Joe McDonnell has posted comments on this change. ( 
http://gerrit.cloudera.org:8080/16057 )

Change subject: IMPALA-9382: part 2/3: aggregate profiles sent to coordinator
......................................................................


Patch Set 12:

(9 comments)

http://gerrit.cloudera.org:8080/#/c/16057/12/be/src/runtime/coordinator-backend-state.cc
File be/src/runtime/coordinator-backend-state.cc:

http://gerrit.cloudera.org:8080/#/c/16057/12/be/src/runtime/coordinator-backend-state.cc@423
PS12, Line 423:   // 'thrift_profiles' and 'instance_exec_status' vectors have 
one-to-one correspondance.
This comment is now out of date


http://gerrit.cloudera.org:8080/#/c/16057/12/be/src/runtime/query-state.cc
File be/src/runtime/query-state.cc:

http://gerrit.cloudera.org:8080/#/c/16057/12/be/src/runtime/query-state.cc@591
PS12, Line 591:       LOG(INFO) << it->second->min_per_fragment_instance_idx();
Nit: Leftover logging?


http://gerrit.cloudera.org:8080/#/c/16057/12/be/src/util/runtime-profile-counters.h
File be/src/util/runtime-profile-counters.h:

http://gerrit.cloudera.org:8080/#/c/16057/12/be/src/util/runtime-profile-counters.h@405
PS12, Line 405: No locks are obtained within this method because 
UpdateCounter() is called from
              :   /// Update()
Nit: Now that there is an Update() method on AveragedCounter, this comment is a 
bit awkward since it's talking about AggregatedRuntimeProfile::Update().


http://gerrit.cloudera.org:8080/#/c/16057/12/be/src/util/runtime-profile.h
File be/src/util/runtime-profile.h:

http://gerrit.cloudera.org:8080/#/c/16057/12/be/src/util/runtime-profile.h@781
PS12, Line 781:   void Update(const TRuntimeProfileTree& src, int start_idx);
Nit: On first glance at code, it is easy to get confused between these two 
signatures of Update(). The signatures are almost identical and look very 
similar in usage. Once you know what is happening, it's clear which is which, 
but it might be useful to use different names.

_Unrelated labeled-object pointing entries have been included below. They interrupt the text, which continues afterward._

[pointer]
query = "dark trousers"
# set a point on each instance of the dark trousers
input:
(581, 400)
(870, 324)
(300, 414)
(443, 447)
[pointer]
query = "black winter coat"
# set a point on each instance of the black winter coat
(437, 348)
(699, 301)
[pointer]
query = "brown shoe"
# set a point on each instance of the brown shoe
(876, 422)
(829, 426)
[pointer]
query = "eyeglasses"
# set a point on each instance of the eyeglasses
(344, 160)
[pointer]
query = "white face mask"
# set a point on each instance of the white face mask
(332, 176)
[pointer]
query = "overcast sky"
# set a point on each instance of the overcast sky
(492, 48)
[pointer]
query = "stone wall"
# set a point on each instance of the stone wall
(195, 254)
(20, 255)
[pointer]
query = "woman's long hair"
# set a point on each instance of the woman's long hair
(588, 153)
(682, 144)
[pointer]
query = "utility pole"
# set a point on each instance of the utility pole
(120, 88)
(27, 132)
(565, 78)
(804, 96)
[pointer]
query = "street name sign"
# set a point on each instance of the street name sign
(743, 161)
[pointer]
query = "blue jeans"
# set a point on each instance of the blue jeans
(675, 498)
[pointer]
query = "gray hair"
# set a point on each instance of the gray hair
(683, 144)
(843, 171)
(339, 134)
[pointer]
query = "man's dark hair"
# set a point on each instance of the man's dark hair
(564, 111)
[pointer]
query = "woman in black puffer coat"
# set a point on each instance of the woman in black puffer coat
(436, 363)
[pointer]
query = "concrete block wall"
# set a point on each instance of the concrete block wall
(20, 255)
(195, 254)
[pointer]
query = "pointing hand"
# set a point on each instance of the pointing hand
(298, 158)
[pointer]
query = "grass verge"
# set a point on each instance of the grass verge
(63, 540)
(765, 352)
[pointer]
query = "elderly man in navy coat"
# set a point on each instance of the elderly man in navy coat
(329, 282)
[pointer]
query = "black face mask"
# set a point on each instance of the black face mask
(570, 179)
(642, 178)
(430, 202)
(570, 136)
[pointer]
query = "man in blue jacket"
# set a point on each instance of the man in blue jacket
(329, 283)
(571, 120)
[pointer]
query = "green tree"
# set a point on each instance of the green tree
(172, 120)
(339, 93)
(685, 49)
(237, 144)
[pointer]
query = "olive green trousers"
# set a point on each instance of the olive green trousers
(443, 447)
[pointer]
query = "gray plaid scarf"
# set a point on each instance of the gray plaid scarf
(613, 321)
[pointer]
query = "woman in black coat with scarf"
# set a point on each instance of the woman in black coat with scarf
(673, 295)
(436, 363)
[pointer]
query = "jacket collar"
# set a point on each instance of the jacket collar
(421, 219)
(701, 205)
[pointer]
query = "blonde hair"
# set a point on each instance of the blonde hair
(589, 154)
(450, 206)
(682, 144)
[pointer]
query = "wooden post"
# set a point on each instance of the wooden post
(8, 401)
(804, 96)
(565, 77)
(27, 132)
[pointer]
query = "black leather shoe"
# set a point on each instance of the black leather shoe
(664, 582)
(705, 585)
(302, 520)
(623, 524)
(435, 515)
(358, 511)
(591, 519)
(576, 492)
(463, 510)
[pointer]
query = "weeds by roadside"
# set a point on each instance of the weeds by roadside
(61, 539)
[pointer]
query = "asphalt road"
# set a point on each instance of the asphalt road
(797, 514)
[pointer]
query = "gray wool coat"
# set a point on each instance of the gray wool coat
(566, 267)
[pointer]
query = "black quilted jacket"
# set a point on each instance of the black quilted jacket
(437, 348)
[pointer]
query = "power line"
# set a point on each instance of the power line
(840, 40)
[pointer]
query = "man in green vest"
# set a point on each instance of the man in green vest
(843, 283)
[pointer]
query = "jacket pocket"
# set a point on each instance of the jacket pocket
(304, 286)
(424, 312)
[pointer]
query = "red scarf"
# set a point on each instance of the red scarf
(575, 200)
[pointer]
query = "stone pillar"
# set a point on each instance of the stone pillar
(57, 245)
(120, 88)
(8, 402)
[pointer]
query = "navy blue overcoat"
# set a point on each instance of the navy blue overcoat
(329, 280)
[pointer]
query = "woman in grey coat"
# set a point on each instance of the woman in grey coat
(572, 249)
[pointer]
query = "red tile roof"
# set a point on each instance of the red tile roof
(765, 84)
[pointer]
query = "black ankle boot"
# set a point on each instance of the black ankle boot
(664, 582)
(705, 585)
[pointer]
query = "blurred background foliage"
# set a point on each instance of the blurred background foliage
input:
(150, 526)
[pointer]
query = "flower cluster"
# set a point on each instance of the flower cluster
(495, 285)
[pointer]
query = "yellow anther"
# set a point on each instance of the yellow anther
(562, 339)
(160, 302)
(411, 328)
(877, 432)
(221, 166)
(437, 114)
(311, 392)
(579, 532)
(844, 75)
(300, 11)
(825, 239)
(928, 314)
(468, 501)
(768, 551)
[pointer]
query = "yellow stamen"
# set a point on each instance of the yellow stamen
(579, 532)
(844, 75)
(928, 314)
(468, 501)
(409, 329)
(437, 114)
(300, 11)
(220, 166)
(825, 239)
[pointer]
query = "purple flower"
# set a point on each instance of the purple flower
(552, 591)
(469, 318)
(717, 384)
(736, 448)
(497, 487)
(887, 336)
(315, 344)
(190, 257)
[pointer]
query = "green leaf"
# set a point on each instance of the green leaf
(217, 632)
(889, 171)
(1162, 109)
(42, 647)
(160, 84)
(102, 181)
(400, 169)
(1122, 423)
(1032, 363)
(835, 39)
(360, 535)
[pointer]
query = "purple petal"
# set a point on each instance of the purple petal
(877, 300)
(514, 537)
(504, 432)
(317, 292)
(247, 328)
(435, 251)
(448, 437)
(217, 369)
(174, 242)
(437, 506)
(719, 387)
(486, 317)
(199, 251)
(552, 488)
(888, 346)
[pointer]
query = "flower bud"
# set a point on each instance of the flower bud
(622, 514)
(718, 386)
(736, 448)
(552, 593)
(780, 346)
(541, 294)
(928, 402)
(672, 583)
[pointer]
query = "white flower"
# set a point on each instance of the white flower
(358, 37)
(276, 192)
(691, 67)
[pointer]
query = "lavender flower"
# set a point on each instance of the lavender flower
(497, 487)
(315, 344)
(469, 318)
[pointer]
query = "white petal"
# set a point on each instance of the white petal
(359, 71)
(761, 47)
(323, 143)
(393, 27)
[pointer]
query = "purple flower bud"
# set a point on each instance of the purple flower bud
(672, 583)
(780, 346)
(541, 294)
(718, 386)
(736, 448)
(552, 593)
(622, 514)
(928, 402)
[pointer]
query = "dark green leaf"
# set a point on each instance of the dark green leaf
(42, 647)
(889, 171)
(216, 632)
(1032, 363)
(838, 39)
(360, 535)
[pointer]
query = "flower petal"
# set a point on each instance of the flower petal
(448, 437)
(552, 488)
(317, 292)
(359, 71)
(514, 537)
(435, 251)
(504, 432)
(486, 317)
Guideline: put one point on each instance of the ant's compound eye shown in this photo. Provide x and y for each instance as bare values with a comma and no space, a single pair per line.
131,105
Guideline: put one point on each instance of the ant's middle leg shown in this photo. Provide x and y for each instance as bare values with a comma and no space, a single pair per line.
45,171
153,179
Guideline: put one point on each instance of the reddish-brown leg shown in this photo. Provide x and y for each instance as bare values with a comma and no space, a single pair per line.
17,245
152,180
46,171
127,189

http://gerrit.cloudera.org:8080/#/c/16057/12/be/src/util/runtime-profile.h@833
PS12, Line 833:   struct AggEventSequence {
              :     // Unique labels in the event sequence. Values are [0, 
labels.size() - 1]
              :     std::map<std::string, int32_t> labels;
              :
              :     // One entry per instance. Each entry contains the label 
indices for that instance's
              :     // event sequence.
              :     std::vector<std::vector<int32_t>> label_idxs;
              :
              :     // One entry per instance. Each entry contains the 
timestamps for that instance's
              :     // event sequence.
              :     std::vector<std::vector<int64_t>> timestamps;
              :   };
              :
              :   std::map<std::string, AggEventSequence> event_sequence_map_;
              :
              :   /// Protects event_sequence_map_ and event_sequence_labels_.
              :   mutable SpinLock event_sequence_lock_;
              :
              :   /// Time series counters. Protected by 'counter_map_lock_'.
              :   std::map<std::string, TAggTimeSeriesCounter> 
time_series_counter_map_;
Something we need to consider is how to test for correctness on the aggregated 
profile. We have a few backend tests for counters. Maybe we could extend those 
tests to cover event sequences and time series.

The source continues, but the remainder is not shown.